# 1000 per MOOGEY!!!!!!!!!!



## combustion

Congratulazioni a uno dei piu' giovani ed esperti!!!!!!!!!!!!

cecilia


----------



## Fernita

Congrats Moogey!!!  
*I admire you!* So young and so helpful!
Thanks,
Fernita


----------



## moki

Congratulations my young rival ihih! Seriously though, you're awesome!


----------



## brian

Are you sure you're not a 25-year-old Italian native posing as a brilliant young American linguist just for fun?  You can tell me! 

Solo uno scherzo...ma congratulazioni!  Bravissimo!  E grazie per avermi fatto imparare tante cose...continua così!!!


Brian


----------



## Moogey

combustion: Grazie tante! Sei molto gentile. È sempre un piacere parlarti! Grazie per aver cominciato questo thread!

Fernita: Thank you! I try to be as helpful as I can 

moki: Thanks! I'm very sorry, I must've missed your post  I'm glad to hear that you think I'm "awesome" as I always try to do a good job 

Brian: Thanks! Oh, man, you uncovered my secret. I'm really a 25-year-old Italian native, and my Italian mistakes are intentional so you don't know I'm an Italian native. How'd you know?  You're welcome!

-M


----------



## Confused Linguist

*Congratulations, Moogey!!!  *


----------



## GenJen54

Congratulations to our very young, very learned Moogey.  I'm glad you came, and even more glad you stuck around for all the fun!

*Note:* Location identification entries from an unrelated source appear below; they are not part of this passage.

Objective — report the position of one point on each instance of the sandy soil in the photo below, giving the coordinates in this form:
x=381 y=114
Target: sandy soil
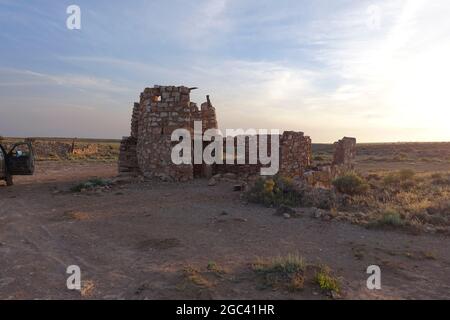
x=134 y=240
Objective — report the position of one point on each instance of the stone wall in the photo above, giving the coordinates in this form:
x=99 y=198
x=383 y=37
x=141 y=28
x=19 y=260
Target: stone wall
x=344 y=151
x=163 y=109
x=294 y=151
x=127 y=157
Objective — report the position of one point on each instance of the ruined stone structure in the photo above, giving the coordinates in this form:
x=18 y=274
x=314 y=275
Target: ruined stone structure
x=344 y=151
x=162 y=109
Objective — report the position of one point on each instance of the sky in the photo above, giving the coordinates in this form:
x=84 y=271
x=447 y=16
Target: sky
x=375 y=70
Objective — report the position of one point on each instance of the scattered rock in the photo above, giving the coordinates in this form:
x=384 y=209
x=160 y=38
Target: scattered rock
x=212 y=182
x=284 y=209
x=230 y=176
x=238 y=187
x=318 y=213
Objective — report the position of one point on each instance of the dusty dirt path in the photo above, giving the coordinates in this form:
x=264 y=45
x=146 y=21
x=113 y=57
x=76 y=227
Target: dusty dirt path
x=134 y=241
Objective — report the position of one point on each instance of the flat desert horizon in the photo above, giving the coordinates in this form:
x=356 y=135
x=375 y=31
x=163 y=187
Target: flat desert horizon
x=233 y=158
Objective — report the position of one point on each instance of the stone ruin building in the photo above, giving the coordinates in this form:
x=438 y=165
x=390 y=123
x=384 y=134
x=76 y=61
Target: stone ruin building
x=162 y=109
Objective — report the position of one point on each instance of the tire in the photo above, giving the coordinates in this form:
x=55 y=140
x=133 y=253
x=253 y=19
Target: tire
x=8 y=180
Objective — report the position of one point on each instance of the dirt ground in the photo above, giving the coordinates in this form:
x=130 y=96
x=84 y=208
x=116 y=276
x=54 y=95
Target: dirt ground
x=135 y=241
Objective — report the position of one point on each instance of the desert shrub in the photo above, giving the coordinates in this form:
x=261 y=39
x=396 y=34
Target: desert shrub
x=319 y=158
x=440 y=180
x=274 y=192
x=441 y=207
x=282 y=272
x=351 y=184
x=373 y=176
x=406 y=174
x=388 y=218
x=404 y=178
x=90 y=184
x=326 y=281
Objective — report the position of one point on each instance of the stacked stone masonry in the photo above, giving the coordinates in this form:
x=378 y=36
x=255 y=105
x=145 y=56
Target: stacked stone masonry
x=163 y=109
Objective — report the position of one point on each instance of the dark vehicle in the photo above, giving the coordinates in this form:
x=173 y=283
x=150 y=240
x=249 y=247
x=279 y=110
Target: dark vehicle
x=18 y=161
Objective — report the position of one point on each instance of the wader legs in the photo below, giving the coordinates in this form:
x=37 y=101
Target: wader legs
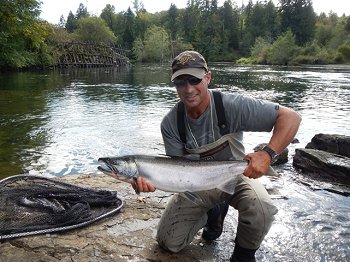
x=183 y=218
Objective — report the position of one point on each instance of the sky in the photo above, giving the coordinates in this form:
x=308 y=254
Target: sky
x=53 y=9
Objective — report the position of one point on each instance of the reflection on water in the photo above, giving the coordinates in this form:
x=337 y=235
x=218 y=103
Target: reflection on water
x=60 y=122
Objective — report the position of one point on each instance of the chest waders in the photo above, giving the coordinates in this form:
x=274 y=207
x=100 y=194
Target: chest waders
x=214 y=151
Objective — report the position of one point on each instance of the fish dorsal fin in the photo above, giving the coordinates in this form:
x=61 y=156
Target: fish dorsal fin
x=229 y=187
x=193 y=197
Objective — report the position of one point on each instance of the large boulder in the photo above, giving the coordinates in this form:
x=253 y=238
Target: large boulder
x=323 y=164
x=336 y=144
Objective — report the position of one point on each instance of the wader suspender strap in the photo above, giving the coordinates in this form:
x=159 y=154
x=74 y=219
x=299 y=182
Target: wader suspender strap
x=220 y=113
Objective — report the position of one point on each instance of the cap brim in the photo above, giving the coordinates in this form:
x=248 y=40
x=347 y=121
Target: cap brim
x=197 y=72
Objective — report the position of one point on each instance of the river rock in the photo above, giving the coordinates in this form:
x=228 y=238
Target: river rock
x=322 y=164
x=282 y=158
x=336 y=144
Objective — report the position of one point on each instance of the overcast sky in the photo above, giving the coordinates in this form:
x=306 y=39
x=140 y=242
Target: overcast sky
x=53 y=9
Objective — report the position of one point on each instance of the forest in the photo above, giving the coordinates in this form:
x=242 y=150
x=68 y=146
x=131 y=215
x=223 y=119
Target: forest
x=260 y=32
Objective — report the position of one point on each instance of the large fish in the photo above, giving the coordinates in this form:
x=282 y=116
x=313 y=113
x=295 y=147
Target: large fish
x=175 y=174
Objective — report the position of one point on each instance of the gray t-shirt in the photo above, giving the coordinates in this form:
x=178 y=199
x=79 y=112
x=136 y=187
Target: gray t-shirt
x=242 y=113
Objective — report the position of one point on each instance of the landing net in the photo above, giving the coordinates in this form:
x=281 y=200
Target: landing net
x=32 y=205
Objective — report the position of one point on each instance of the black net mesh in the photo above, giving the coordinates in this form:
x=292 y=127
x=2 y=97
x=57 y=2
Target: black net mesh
x=31 y=205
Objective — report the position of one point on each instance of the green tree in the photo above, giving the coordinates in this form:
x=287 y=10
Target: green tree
x=129 y=27
x=171 y=21
x=82 y=12
x=231 y=26
x=282 y=50
x=71 y=24
x=156 y=44
x=94 y=29
x=298 y=16
x=22 y=35
x=108 y=14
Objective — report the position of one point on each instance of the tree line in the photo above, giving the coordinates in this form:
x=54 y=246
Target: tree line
x=259 y=32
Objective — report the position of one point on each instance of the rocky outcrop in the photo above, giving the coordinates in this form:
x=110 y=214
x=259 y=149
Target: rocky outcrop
x=326 y=157
x=323 y=164
x=336 y=144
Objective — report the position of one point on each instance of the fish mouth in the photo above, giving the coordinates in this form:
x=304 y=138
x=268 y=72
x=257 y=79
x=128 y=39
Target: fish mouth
x=105 y=167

Just for you, we've created our own dance, the Moogey Boogie!


----------



## moodywop

Mannaggia! Arrivo in ritardo proprio io, che sono uno dei sostenitori più convinti di Moogey.

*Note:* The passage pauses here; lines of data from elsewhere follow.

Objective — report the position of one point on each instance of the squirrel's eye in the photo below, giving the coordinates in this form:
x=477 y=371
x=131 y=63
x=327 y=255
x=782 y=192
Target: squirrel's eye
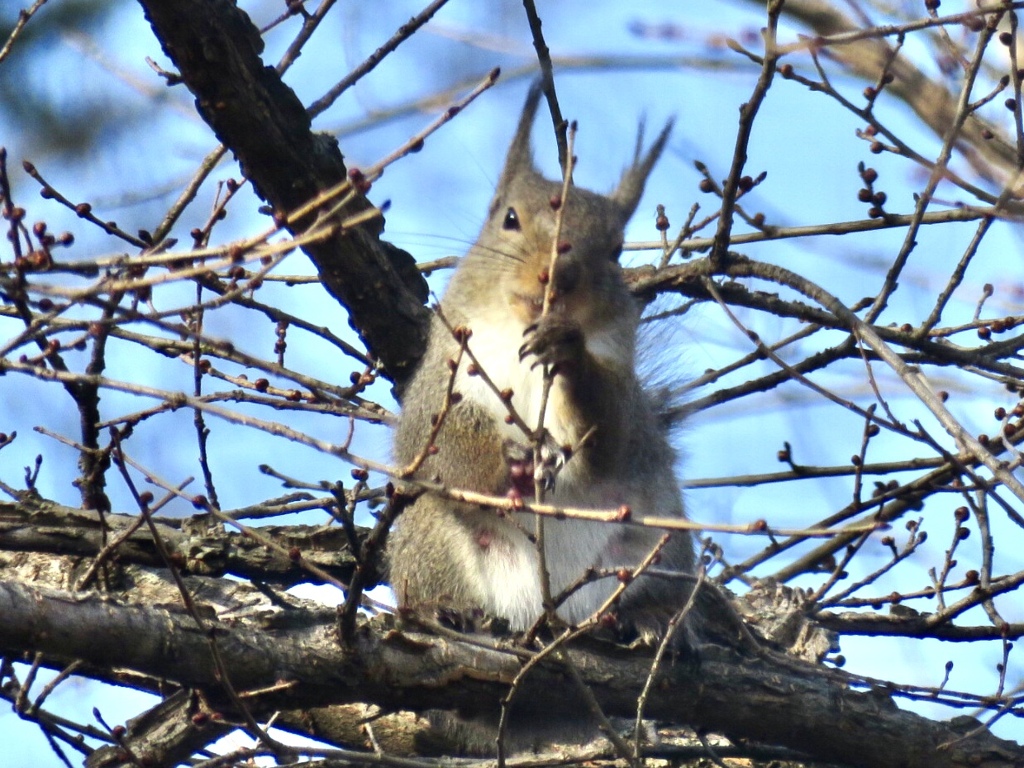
x=511 y=220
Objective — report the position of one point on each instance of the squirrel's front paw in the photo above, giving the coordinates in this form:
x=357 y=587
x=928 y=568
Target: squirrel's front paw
x=553 y=341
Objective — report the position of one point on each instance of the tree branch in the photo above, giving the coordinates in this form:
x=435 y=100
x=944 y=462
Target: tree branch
x=217 y=51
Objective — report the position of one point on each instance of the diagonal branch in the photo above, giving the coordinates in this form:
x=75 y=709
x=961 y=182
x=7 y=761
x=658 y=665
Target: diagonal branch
x=252 y=112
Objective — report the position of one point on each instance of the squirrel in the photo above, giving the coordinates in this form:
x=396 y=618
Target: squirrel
x=446 y=555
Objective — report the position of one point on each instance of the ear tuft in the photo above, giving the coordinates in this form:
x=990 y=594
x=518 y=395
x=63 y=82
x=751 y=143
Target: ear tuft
x=627 y=195
x=519 y=160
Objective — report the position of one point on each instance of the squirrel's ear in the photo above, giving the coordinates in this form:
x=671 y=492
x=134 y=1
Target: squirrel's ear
x=627 y=195
x=520 y=156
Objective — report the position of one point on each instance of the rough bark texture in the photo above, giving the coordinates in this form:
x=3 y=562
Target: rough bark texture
x=217 y=51
x=200 y=546
x=768 y=698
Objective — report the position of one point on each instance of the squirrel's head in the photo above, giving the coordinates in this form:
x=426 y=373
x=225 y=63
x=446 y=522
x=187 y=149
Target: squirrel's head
x=513 y=252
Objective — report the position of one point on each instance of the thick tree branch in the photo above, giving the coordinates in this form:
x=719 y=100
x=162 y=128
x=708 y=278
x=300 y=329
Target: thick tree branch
x=771 y=698
x=217 y=51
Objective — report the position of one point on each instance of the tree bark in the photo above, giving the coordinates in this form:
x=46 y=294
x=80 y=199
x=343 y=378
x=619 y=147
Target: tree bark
x=253 y=113
x=768 y=698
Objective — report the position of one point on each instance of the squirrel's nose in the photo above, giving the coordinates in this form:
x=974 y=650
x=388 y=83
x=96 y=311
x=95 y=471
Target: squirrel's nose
x=566 y=274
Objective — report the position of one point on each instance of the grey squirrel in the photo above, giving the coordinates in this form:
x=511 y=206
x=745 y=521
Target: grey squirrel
x=449 y=555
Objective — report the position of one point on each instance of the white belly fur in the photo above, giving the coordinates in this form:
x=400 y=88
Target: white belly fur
x=506 y=568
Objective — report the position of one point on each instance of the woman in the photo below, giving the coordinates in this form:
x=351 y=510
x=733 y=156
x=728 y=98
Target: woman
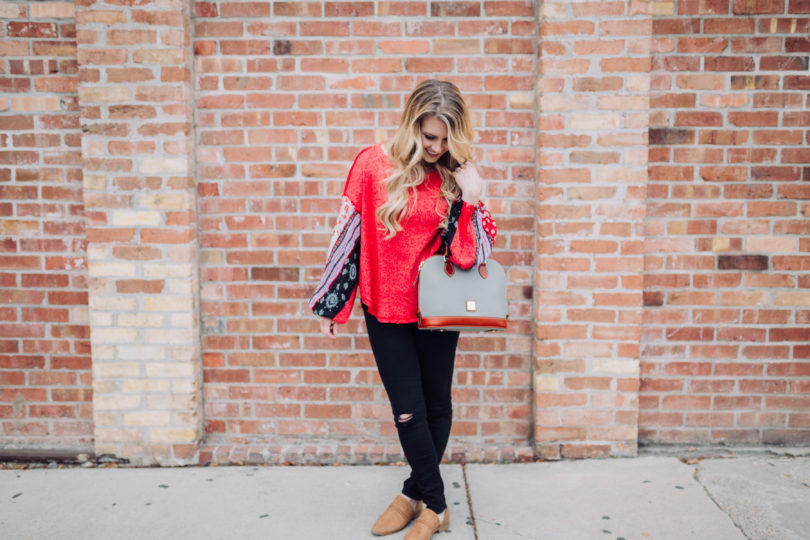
x=403 y=202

You put us to shame: chi di noi, alla tua età, conosceva l'inglese così bene come tu conosci l'italiano?

Da pochissimo il Moogey di base è disponibile anche in due nuove versioni: Supermoogey e Moogeymod 

Congratulazioni e _please keep the good questions coming._

Ah, che sbadato! Dimenticavo i compiti per l'estate: leggi questo breve saggio sulla lingua italiana e stendi un riassunto in inglese per i _foreros_ (no, non rompete, _forumisti _non lo scrivo ) meno bravi di te


----------



## Moogey

Confused Linguist: Thank you!! 

GenJen54: Thank you! What a nice dance! I love it! You didn't have to  (How'd you know that's how I dance? )

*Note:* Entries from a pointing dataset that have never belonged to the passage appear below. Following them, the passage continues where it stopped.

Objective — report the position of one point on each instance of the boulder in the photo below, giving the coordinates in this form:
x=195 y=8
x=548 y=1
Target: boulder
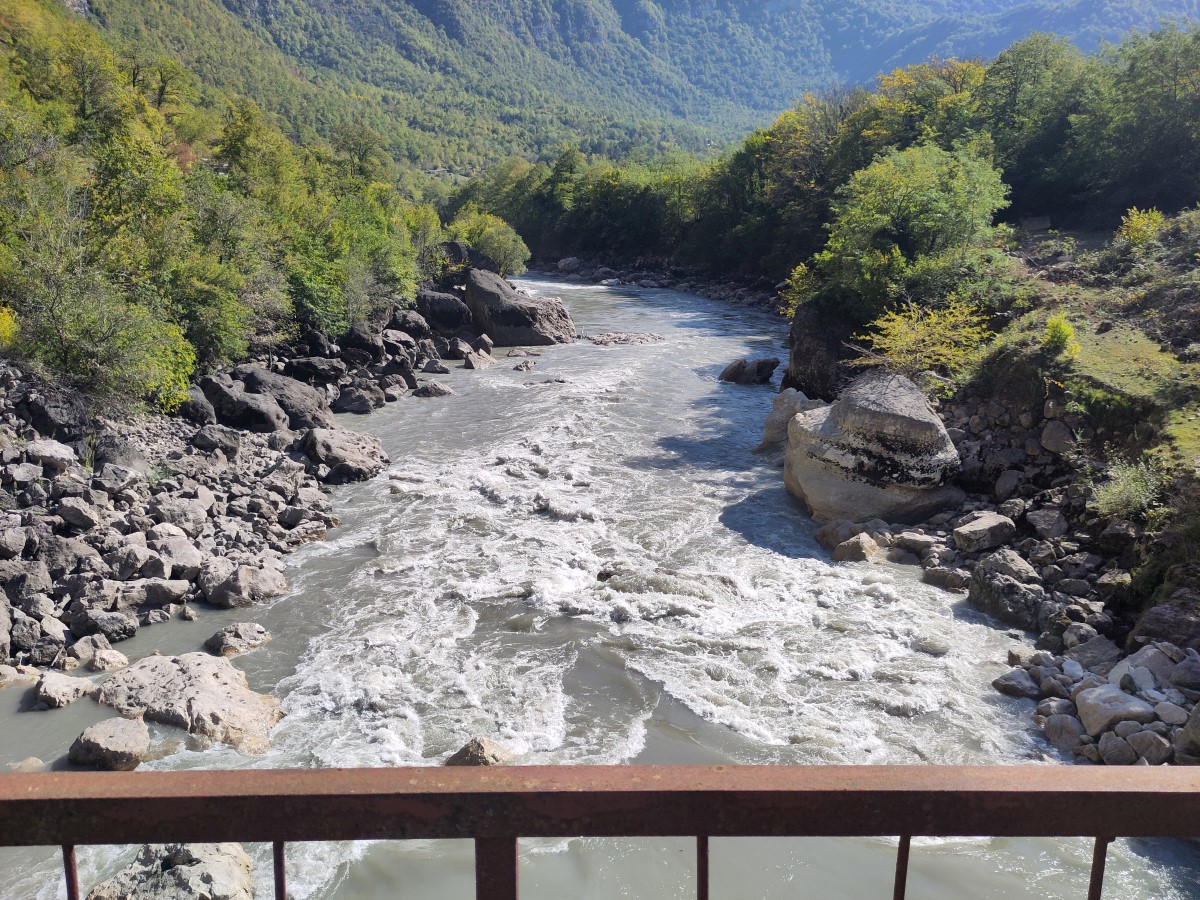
x=433 y=389
x=305 y=407
x=1018 y=683
x=412 y=323
x=481 y=751
x=197 y=408
x=183 y=871
x=240 y=409
x=202 y=694
x=247 y=586
x=757 y=370
x=1177 y=621
x=238 y=639
x=114 y=745
x=985 y=532
x=1007 y=599
x=1101 y=708
x=879 y=451
x=316 y=370
x=58 y=690
x=348 y=455
x=444 y=313
x=515 y=319
x=784 y=408
x=51 y=454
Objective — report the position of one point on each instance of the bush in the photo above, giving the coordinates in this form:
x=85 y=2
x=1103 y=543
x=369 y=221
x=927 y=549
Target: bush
x=1140 y=227
x=1132 y=490
x=919 y=340
x=1059 y=339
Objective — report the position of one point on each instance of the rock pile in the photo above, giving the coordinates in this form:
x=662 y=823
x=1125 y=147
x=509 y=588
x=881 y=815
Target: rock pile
x=1095 y=706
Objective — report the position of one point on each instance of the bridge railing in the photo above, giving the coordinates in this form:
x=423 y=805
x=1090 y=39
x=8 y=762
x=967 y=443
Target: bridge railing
x=496 y=807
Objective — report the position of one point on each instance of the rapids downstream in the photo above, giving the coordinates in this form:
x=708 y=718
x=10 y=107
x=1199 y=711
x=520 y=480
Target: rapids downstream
x=461 y=598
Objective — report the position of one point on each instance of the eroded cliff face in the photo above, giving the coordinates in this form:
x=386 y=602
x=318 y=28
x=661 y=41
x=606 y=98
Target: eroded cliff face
x=879 y=451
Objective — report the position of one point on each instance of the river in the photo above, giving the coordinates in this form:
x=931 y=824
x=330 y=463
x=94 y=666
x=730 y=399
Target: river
x=461 y=598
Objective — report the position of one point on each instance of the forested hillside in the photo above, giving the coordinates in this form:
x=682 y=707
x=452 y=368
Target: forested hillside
x=450 y=83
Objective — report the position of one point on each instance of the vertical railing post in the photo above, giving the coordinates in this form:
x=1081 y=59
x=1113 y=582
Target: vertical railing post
x=1099 y=858
x=496 y=868
x=71 y=871
x=281 y=871
x=901 y=882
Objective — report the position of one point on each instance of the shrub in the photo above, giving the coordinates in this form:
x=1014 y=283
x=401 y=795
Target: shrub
x=1059 y=337
x=1140 y=227
x=918 y=340
x=1132 y=489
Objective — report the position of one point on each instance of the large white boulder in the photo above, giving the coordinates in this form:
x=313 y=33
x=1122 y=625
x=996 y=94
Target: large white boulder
x=202 y=694
x=879 y=451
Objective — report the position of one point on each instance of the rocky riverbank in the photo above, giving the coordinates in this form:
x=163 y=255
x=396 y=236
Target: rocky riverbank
x=984 y=496
x=109 y=525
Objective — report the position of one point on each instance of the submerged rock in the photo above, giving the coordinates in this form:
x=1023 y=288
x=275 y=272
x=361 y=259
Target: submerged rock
x=480 y=751
x=877 y=451
x=183 y=871
x=202 y=694
x=515 y=319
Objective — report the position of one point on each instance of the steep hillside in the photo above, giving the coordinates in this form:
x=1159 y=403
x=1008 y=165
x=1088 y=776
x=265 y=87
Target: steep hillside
x=456 y=83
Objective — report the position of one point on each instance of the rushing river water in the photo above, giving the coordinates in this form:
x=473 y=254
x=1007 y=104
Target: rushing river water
x=461 y=598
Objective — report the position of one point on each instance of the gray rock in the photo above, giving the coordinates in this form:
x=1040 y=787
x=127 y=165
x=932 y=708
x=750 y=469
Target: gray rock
x=1048 y=523
x=238 y=639
x=515 y=319
x=247 y=586
x=305 y=407
x=880 y=451
x=480 y=751
x=1150 y=747
x=1098 y=655
x=349 y=455
x=183 y=871
x=1057 y=437
x=114 y=745
x=1018 y=683
x=1009 y=562
x=1101 y=708
x=59 y=690
x=1116 y=751
x=988 y=531
x=51 y=455
x=240 y=409
x=201 y=694
x=756 y=370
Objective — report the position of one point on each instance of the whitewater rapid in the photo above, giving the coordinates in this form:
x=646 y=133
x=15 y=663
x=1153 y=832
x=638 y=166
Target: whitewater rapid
x=589 y=564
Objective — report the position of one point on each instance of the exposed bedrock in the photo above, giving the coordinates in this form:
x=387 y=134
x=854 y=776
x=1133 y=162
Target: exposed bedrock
x=879 y=450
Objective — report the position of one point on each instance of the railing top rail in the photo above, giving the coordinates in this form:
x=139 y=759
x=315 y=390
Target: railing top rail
x=607 y=801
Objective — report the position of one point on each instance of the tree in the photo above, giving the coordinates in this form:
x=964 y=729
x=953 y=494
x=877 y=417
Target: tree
x=898 y=215
x=493 y=238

Carlo: Grazie come sempre! Grazie per tutto il tuo aiuto! Grazie per le versioni  ed anche grazie per i compiti  

Thank you all!!

-M


----------



## danielfranco

Alright, then, Moogey!
Good job, well done, and hope to read all your new thousand posts soon!
D.


----------



## Moogey

Thank you danielfranco!

Hopefully for my 2000th thread, I'll have responses in English, Italian, and Spanish too! (Don't get confused, I don't speak Spanish yet).

-M


----------



## lsp

Moogey said:
			
		

> Hopefully for my 2000th thread, I'll have responses in English, Italian, and Spanish too! (Don't get confused, I don't speak Spanish yet).
> 
> -M


Muchas felicidades, Moogey! Y que cumplas muchos más!
_
(Why should you have to wait another 1000? )_


----------



## elroy

*Gratuliere, Moogey!*

Deine Sprachfähigkeiten und deine Munterkeit sowie dein Engagement im Forum sind wirklich beeindruckend.​


----------



## Moogey

Ahh! lsp, elroy, I have no clue what you two just said but I'm sure it's good so thank you!

By the way, I intend to learn German too because 1 of my 6 backgrounds is German.

-M


----------



## brian

Moogey said:
			
		

> Ahh! lsp, elroy, I have no clue what you two just said but I'm sure it's good so thank you!
> 
> By the way, I intend to learn German too because 1 of my 6 backgrounds is German.
> 
> -M


Oh, you don't have to learn more languages!  Here you go, courtesy of Babel Fish :

_Muchas felicidades, Moogey! Y que cumplas muchos más! = Many congratulations, Moogey! And that you fulfill many more!_

(Not a bad translation actually.)  And don't forget forget:

_Gratuliere, Moogey! Deine Sprachfähigkeiten und deine Munterkeit sowie dein Engagement im Forum sind wirklich beeindruckend. = Congratulate, to Moogey!  Your language abilities and your livelyness as well as your commitment in the forum are real impressing.

_(Quite a compliment!)


----------



## Moogey

Heh, thank you Brian. elroy just sent me his translation, and I tried lsp's out in the translator. Seems like they got better, but try to translate "e se tu fossi qui". When I was just beginning Italian I didn't know what this meant so I tried the Google translator (seems to be the same as Babelfish) and I got "and if you pits here". That's quite different from "and if you *were* here"!!! 

-M


----------



## Otter

Congratulations, Moogey!!  

Thanks for your help and your delightful sense of humor, too.


----------



## Eugin

*Complimenti Moogey!! You are one of a kind!!! *
 
*I am amazed by your master with Italian and your will to keep on learning so many languages at this so tender age!! Therefore, good on you, kiddo!  and Good Luck in your next endeavours!! I brought **this **with me when you start learning Spanish!!   *
 
*Keep sharing with us all of your knowledge!!*
** 
*All the best for you!!! and THANKS!! *


----------



## Moogey

Otter: Thanks!! Thanks for the comments on my sense of humor, I always wondered if it was funny!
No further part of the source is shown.